Implementation of Reinforcement Learning in Adaptive Control of Mobile Robotics

Abstract

This study investigates the application of Reinforcement Learning (RL) algorithms, specifically Q-learning and Deep Q-Network (DQN), for autonomous robot navigation in dynamic and uncertain environments. The main problem addressed is the limitation of traditional rule-based control systems in handling real-time environmental changes, including moving obstacles, varying terrains, and inconsistent sensor conditions. The research aims to evaluate the effectiveness of RL algorithms in generating optimal navigation paths, minimizing collision risks, and enhancing the robot’s adaptability to environmental variations. An experimental simulation-based approach was employed using platforms such as Gazebo, Robot Operating System (ROS), and Python-based simulators.
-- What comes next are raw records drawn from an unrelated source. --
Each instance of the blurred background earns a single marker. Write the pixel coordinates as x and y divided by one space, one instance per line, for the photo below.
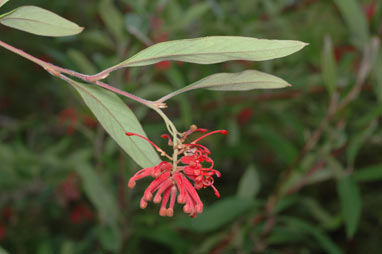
301 166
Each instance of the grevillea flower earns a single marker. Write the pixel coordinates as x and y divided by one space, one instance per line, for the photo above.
179 180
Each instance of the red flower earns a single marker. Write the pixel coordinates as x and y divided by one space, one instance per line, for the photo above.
2 231
173 180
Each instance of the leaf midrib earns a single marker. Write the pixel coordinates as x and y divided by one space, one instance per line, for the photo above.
115 118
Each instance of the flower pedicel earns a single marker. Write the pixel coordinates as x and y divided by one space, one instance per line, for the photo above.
173 180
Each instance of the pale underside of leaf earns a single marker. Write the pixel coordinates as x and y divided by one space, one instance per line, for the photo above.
213 49
39 21
241 81
117 119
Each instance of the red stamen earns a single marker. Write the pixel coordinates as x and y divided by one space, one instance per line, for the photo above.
166 196
148 194
182 192
223 132
164 186
166 136
170 210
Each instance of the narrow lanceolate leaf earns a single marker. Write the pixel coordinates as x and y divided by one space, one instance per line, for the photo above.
241 81
351 204
2 2
328 66
39 21
117 119
213 49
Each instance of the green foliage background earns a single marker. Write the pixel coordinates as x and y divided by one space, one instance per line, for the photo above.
63 181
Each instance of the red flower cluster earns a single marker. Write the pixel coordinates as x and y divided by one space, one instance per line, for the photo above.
173 180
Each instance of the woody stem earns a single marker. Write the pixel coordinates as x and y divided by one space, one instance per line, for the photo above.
57 71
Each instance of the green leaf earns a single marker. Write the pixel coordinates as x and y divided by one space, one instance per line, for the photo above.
3 251
82 62
249 184
39 21
328 66
351 203
215 216
355 19
2 2
325 242
117 119
241 81
213 49
369 174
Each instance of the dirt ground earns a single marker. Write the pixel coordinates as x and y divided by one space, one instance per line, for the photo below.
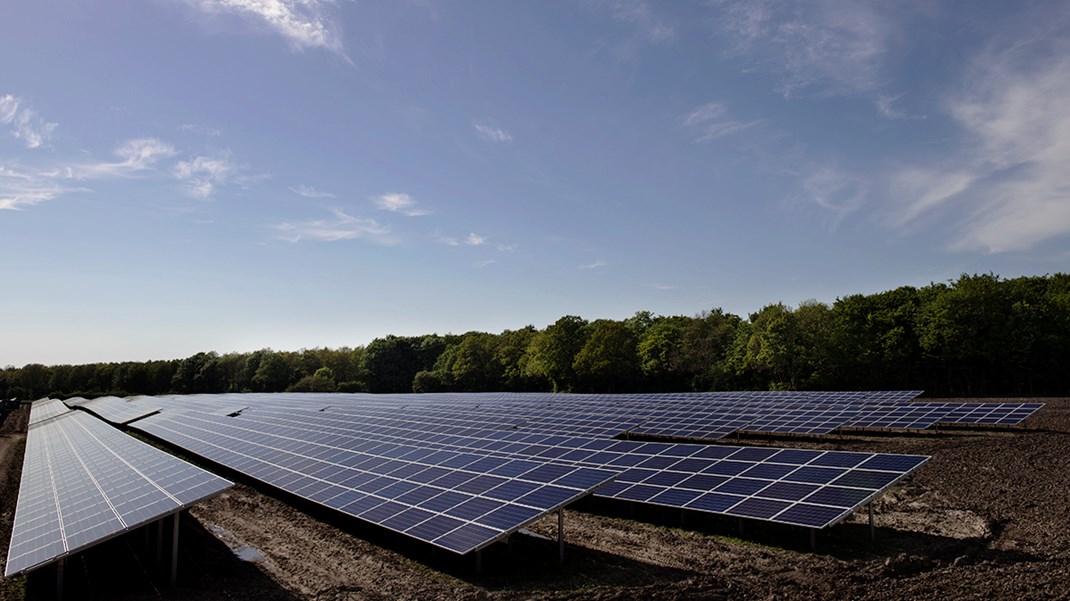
987 518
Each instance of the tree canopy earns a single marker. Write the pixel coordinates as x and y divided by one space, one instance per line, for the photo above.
979 335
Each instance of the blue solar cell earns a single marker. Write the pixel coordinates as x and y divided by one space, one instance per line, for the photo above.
797 457
467 538
893 462
407 519
612 489
760 508
742 486
666 478
814 475
443 502
547 473
381 512
692 465
675 497
702 482
812 515
866 479
639 492
510 490
433 527
753 453
547 497
728 467
788 491
768 471
473 508
583 479
840 459
715 502
658 462
508 517
839 496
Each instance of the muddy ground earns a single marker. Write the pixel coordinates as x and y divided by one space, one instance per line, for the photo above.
987 518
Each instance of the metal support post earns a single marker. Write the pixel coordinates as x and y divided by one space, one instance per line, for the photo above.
174 550
561 536
872 528
59 578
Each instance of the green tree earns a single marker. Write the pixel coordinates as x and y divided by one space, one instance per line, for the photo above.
609 360
554 350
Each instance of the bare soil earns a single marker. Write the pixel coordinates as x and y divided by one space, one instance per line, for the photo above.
987 518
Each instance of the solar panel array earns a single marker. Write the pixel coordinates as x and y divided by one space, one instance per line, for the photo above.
113 409
463 471
460 502
85 481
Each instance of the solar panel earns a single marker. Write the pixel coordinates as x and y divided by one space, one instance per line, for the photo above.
453 499
800 487
85 481
116 410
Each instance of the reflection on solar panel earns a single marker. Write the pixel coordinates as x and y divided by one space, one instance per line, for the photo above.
457 501
85 481
461 472
46 409
113 409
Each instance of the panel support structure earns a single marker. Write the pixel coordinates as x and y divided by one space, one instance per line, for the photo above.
174 550
561 536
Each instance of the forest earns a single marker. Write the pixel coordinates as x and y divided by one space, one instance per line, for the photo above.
979 335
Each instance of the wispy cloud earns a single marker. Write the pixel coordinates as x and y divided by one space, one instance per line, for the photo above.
826 46
309 191
201 174
304 24
400 203
835 190
641 16
25 123
23 188
492 134
1010 175
706 120
342 226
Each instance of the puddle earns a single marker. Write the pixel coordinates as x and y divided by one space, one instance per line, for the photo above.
248 554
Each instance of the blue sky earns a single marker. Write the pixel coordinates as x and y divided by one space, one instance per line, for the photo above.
185 175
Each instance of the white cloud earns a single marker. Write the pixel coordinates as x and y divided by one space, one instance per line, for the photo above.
19 188
305 24
828 46
492 134
309 191
342 226
1008 182
26 125
641 16
202 173
835 190
705 120
400 203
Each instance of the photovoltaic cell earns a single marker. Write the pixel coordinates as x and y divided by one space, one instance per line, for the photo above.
85 481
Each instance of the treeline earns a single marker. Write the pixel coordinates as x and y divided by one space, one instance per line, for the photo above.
977 336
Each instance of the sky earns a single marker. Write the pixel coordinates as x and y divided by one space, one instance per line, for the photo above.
187 175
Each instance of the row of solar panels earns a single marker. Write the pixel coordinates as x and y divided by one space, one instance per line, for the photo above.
463 471
463 477
85 481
The robot was trained through multiple interaction episodes, with state spaces including position, velocity, and obstacle distance, and a reward function designed to encourage safe, efficient, and goal-oriented navigation. Experimental results demonstrate that DQN significantly outperforms Q-learning, achieving shorter average path lengths (10.2 m vs. 12.5 m), lower collision rates (7% vs. 15%), faster convergence (180 vs. 350 episodes), and higher cumulative rewards (315 vs. 210). DQN’s learning curves are smoother and more stable, while Q-learning exhibits high fluctuations due to limited generalization. These findings confirm that DQN provides more efficient, safe, and adaptive navigation and holds substantial potential for next-generation autonomous robots in complex environments. Further integration with strategies such as curriculum learning and multi-agent coordination can enhance scalability and overall robotic system performance.